Serving Whitman County since 1877
Jim Tribbett, chief executive officer, and Craig Conklin, chief lending officer, stepped down from their positions with the Bank of Whitman Jan. 14. The bank is currently operating under orders from state and federal regulators.
Bill Knox, chief financial officer, said Tuesday Tribbett and Conklin decided to “pursue other opportunities.”
Knox said their departures were unrelated to state and federal orders that the bank change some of its management practices.
Bank of Whitman has been operating under a consent order with the state Department of Financial Institutions since Oct. 22. The consent order states the bank has not necessarily practiced any unsafe or unsound practices. The order was issued after a state examination of the bank in March 2010.
The Federal Reserve Bank of San Francisco also imposed requirements on the bank in an agreement reached July 8 that was based on the fed’s September 2009 examination.
Under terms of the state order, the bank’s board of directors was to hire a third party study of its management and personnel structure.
Knox said the management study was confidential to members of the bank’s board of directors.
The board must also show to the state’s satisfaction that top leaders were appropriately qualified to fill their positions.
“Often the board gets the study and reviews to determine what skills they will need in those officers for future stability,” said Brad Williamson, director of the state’s Division of Banks.
One of the primary concerns in the state report was the bank’s loan policies. Williamson noted the bank’s exposure to losses on commercial real estate loans was a reason for the state’s order.
Sinking values on commercial real estate took a toll on balance sheets of banks across the United States. The Federal Reserve Bank of San Francisco’s third quarter report showed 14 percent of commercial loans made by banks were more than 90 days past due.
“All banks around the country are feeling the pressure from declining values on commercial real estate,” said Knox. “We’ve felt that too.”
Both the state and federal agreements ordered the bank to increase its capital, write off or collect assets that had been classified as a loss and address its lending practices.

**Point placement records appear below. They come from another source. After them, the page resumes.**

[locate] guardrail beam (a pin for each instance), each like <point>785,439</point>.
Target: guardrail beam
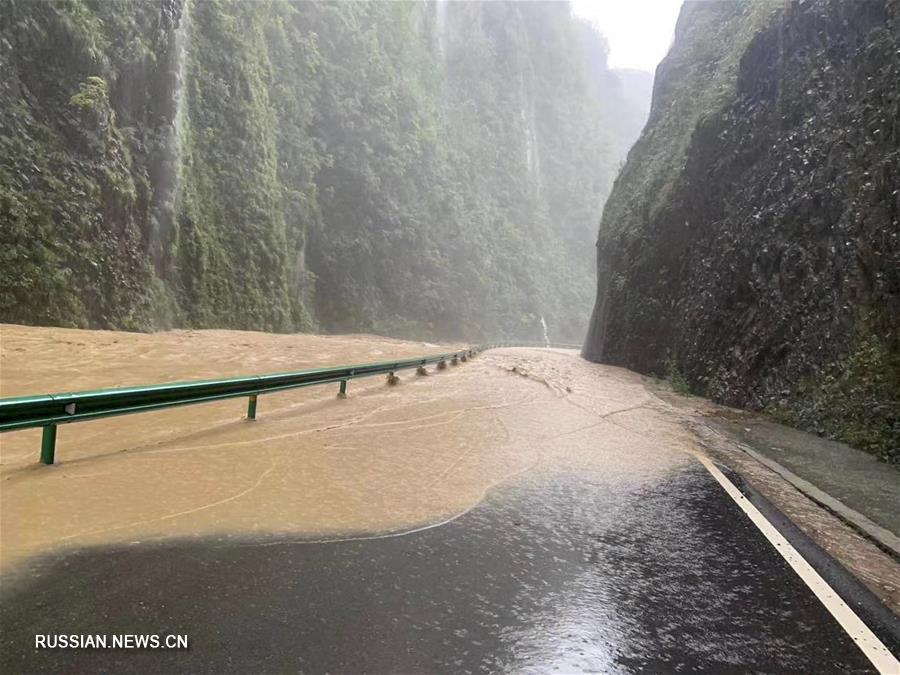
<point>49,410</point>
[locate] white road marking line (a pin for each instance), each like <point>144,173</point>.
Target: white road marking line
<point>864,638</point>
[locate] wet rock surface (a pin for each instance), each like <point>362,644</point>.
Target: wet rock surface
<point>752,250</point>
<point>556,572</point>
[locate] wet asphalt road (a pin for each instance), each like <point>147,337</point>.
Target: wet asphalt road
<point>550,573</point>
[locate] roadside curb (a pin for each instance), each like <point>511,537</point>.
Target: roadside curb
<point>878,617</point>
<point>880,536</point>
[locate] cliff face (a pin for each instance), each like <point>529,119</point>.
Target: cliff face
<point>750,249</point>
<point>415,169</point>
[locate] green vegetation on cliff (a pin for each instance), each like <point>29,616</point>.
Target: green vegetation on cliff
<point>751,245</point>
<point>413,169</point>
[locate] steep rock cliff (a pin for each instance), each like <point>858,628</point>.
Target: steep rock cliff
<point>750,248</point>
<point>415,169</point>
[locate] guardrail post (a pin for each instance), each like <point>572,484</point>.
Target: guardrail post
<point>48,444</point>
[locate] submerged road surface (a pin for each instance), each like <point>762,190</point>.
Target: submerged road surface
<point>558,521</point>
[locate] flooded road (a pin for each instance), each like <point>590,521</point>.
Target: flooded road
<point>526,511</point>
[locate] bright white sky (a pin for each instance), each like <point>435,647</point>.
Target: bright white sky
<point>639,31</point>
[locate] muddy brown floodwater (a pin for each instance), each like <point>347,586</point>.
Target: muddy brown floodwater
<point>386,459</point>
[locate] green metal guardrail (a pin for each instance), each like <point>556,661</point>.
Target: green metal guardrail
<point>50,410</point>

Other real estate owned, properties the bank has obtained through foreclosure or liens, increased from $7.4 million in 2009 to $23.4 million in 2010.

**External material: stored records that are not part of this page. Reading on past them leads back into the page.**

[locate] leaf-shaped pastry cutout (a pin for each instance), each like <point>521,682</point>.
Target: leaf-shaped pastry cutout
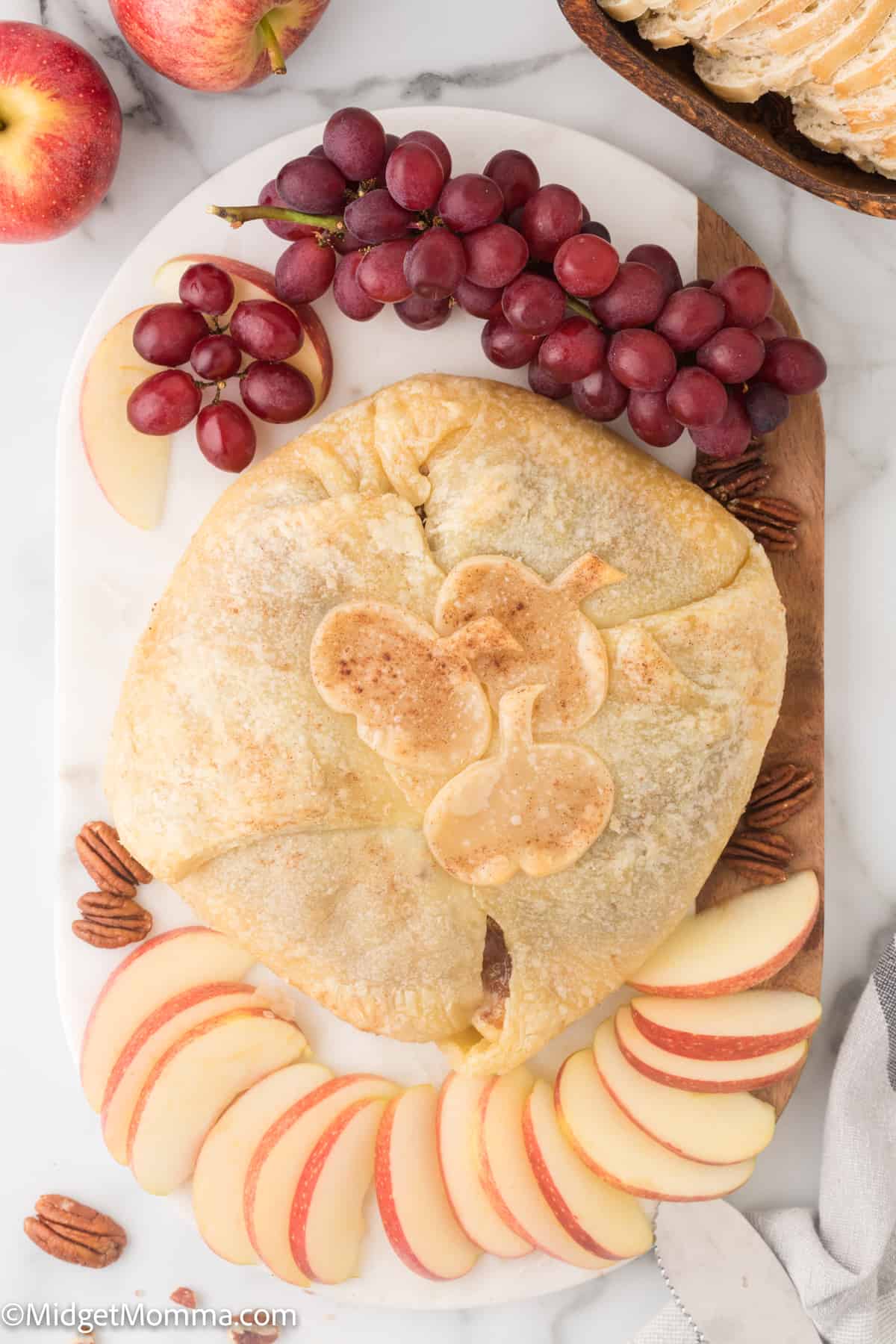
<point>414,695</point>
<point>535,806</point>
<point>561,650</point>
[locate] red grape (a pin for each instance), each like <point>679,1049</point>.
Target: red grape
<point>276,393</point>
<point>748,295</point>
<point>494,255</point>
<point>768,329</point>
<point>734,355</point>
<point>477,300</point>
<point>794,366</point>
<point>635,299</point>
<point>435,264</point>
<point>697,398</point>
<point>470,202</point>
<point>601,396</point>
<point>375,218</point>
<point>346,242</point>
<point>267,329</point>
<point>304,272</point>
<point>217,356</point>
<point>435,143</point>
<point>348,295</point>
<point>574,349</point>
<point>586,265</point>
<point>164,402</point>
<point>311,184</point>
<point>516,175</point>
<point>414,175</point>
<point>507,347</point>
<point>382,272</point>
<point>226,436</point>
<point>591,226</point>
<point>355,141</point>
<point>550,217</point>
<point>766,406</point>
<point>662,261</point>
<point>689,317</point>
<point>167,334</point>
<point>650,420</point>
<point>207,288</point>
<point>423,314</point>
<point>729,437</point>
<point>543,382</point>
<point>282,228</point>
<point>534,304</point>
<point>641,361</point>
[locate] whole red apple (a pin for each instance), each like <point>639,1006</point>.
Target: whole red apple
<point>60,134</point>
<point>217,46</point>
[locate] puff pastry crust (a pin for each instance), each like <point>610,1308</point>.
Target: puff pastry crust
<point>233,779</point>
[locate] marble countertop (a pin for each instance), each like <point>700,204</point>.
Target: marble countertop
<point>840,275</point>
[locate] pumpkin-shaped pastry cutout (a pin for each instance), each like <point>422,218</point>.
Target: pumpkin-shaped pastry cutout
<point>561,648</point>
<point>415,697</point>
<point>534,806</point>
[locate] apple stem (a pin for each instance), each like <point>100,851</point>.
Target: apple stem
<point>237,217</point>
<point>274,54</point>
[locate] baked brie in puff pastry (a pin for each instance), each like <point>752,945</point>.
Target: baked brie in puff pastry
<point>448,712</point>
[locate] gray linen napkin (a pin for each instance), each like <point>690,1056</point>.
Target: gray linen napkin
<point>841,1260</point>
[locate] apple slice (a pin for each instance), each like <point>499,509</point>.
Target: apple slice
<point>729,1027</point>
<point>734,945</point>
<point>280,1159</point>
<point>410,1191</point>
<point>613,1147</point>
<point>153,1036</point>
<point>195,1081</point>
<point>314,359</point>
<point>223,1159</point>
<point>131,468</point>
<point>718,1128</point>
<point>155,972</point>
<point>703,1074</point>
<point>457,1122</point>
<point>602,1219</point>
<point>508,1177</point>
<point>327,1219</point>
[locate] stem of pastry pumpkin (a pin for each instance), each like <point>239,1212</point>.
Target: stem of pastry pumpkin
<point>238,215</point>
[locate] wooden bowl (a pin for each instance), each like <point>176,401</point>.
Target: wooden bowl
<point>762,132</point>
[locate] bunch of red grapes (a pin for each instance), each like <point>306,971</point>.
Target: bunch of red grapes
<point>178,334</point>
<point>385,222</point>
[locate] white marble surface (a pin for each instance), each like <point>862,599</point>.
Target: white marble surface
<point>840,275</point>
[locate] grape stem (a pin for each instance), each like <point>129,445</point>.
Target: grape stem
<point>582,309</point>
<point>274,54</point>
<point>238,215</point>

As of Sept. 30, 2010, the bank reported assets of $722.2 million, deposits of $606 million and loans of $538.5 million and capital of $31 million.
The bank’s September quarterly report to the FDIC showed the bank had an operating loss of $10.7 million, an increase from the $4.1 million loss from the third quarter of 2009.
Contributing to the increased operating loss, though, was a $10 million increase the bank made to bolster its reserve fund to $25 million.
Knox said the bank has made a concentrated effort to increase its reserves and its provision for loan losses since signing the orders.